Помнить — удел рассказчика, а «полнота прошлого» является условием соединения истории и мифологии, в которой все рассказы — это рассказы о забытом. Именно с этой «полнотой прошлого» имеет дело историк, когда вписывает любой попадающий ему в руки документ в бесконечно расширяющийся архив, восполняя то забытое, о котором только сам этот документ и способен напомнить. Собственно, против подобной диалектики документа и исторической памяти как раз и выступает Мишель Фуко в знаменитом пассаже из введения в «Археологию знания»: «В своей традиционной форме история есть превращение памятника в документ, „обращение в память“ памяток прошлого, „оглашение“ этих следов, которые сами по себе часто бывают немы или же говорят вовсе не то, что мы привыкли от них слышать. Современная же история — это механизм, преобразующий документ в памятник.

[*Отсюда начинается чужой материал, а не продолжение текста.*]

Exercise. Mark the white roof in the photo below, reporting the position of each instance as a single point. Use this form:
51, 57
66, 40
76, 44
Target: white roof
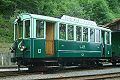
66, 19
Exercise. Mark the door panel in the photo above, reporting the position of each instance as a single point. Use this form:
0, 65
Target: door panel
50, 39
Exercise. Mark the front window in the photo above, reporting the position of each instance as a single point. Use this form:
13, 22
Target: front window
97, 35
92, 35
78, 33
27, 28
85, 34
108, 37
70, 32
39, 29
19, 29
62, 31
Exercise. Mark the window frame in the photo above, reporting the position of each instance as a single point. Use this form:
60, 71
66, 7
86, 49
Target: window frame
81, 33
99, 36
87, 35
65, 31
109, 33
44, 29
29, 28
94, 36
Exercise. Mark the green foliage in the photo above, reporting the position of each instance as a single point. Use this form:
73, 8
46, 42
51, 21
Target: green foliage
101, 11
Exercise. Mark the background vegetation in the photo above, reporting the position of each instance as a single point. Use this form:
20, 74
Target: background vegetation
101, 11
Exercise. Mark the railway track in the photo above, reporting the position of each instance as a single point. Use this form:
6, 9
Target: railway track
67, 74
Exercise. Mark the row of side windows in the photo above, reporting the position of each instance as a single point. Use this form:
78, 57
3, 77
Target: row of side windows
66, 32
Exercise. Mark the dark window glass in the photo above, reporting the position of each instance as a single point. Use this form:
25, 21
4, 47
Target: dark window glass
27, 28
97, 35
70, 32
19, 28
62, 31
39, 29
107, 38
92, 35
85, 34
78, 33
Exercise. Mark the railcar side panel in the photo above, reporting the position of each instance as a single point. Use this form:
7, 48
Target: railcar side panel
79, 49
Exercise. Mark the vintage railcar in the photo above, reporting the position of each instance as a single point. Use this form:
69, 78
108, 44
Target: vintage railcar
115, 27
47, 41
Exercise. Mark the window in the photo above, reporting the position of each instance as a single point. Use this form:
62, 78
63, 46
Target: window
97, 35
70, 32
62, 31
78, 33
85, 34
39, 29
92, 35
107, 37
27, 28
19, 28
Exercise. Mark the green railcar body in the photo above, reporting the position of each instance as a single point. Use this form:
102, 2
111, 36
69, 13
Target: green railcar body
35, 48
116, 43
63, 49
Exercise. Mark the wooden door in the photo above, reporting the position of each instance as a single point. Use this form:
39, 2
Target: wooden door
49, 38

Там, где мы пытались расшифровать следы, оставленные людьми, теперь преобладает масса элементов, которые необходимо различить и вычленить, означить и обозначить, соотнести и сгруппировать. Некогда археология — дисциплина, изучавшая немые памятники, смутные следы, объекты вне ряда и вещи, затерянные в прошлом, — тяготела к истории, обретая свой смысл в обосновании исторического дискурса; ныне же, напротив, история все более склоняется к археологии, к своего рода интроспективному описанию памятника»[351].

В этом различении документа и памятника памятник — образование монументальное, то в прошлом, что превышает наши возможности познания, указывает на ограниченность и неспособность исторической науки установить истину факта. Документ же — наивный инструмент историков, который призван не столько открыть нечто в прошлом, сколько указать на нынешние дискурсивные взаимоотношения историка и архива.

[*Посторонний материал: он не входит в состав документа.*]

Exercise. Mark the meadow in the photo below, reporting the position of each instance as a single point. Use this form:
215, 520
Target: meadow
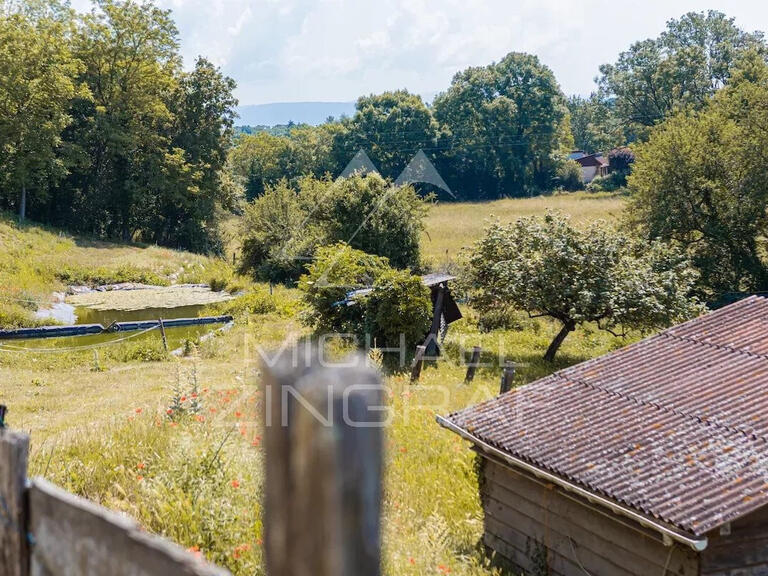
452, 226
176, 442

Статус документа в исторической науке не вполне прояснен, поскольку документом становится все то, с чем эта наука начинает иметь дело, что, в свою очередь, ставит под сомнение само понимание истории как науки. На этот парадокс как раз и обращает внимание Фуко: «…С тех пор как история получила статус науки, мы постоянно обращаемся к документам, исследуем их и так познаем себя. Для нас важно не просто понять смысл сказанного, но и определить степень его истинности и саму форму его представления; нас всегда волнует, являются наши источники подлинными или подложными, насколько они осведомлены или несведущи, верно ли отражают эпоху или, напротив, лгут»[352]. Все эти вопросы, согласно Фуко, относятся к тому пониманию истории (истории как науки), которое исчезает на наших глазах. Однако, хотя книга Фуко написана четыре десятилетия назад, проблемы подлинности источника сохраняются по сей день, и тип размышлений о документе как о том, что открывает перед исследователями некую истину прошлого, остается господствующим. И когда Фуко отмечает, что «документ более не является для истории неподвижной материей», что «теперь история пытается обнаружить в самой ткани документа указания на общности, совокупности, последовательности и связи», он имеет в виду не только собственные усилия, но и, например, деятельность школы «Анналов». «Подвижная материя документов» противостоит документу как единице исторического архива. Движение эта материя приобретает именно потому, что меняется отношение к истории, которая перестает быть собранием и собиранием фактов вкупе с их интерпретациями и становится инструментом, «с помощью которого обретает надлежащий статус весь корпус документов, описывающих то или иное общество»[353].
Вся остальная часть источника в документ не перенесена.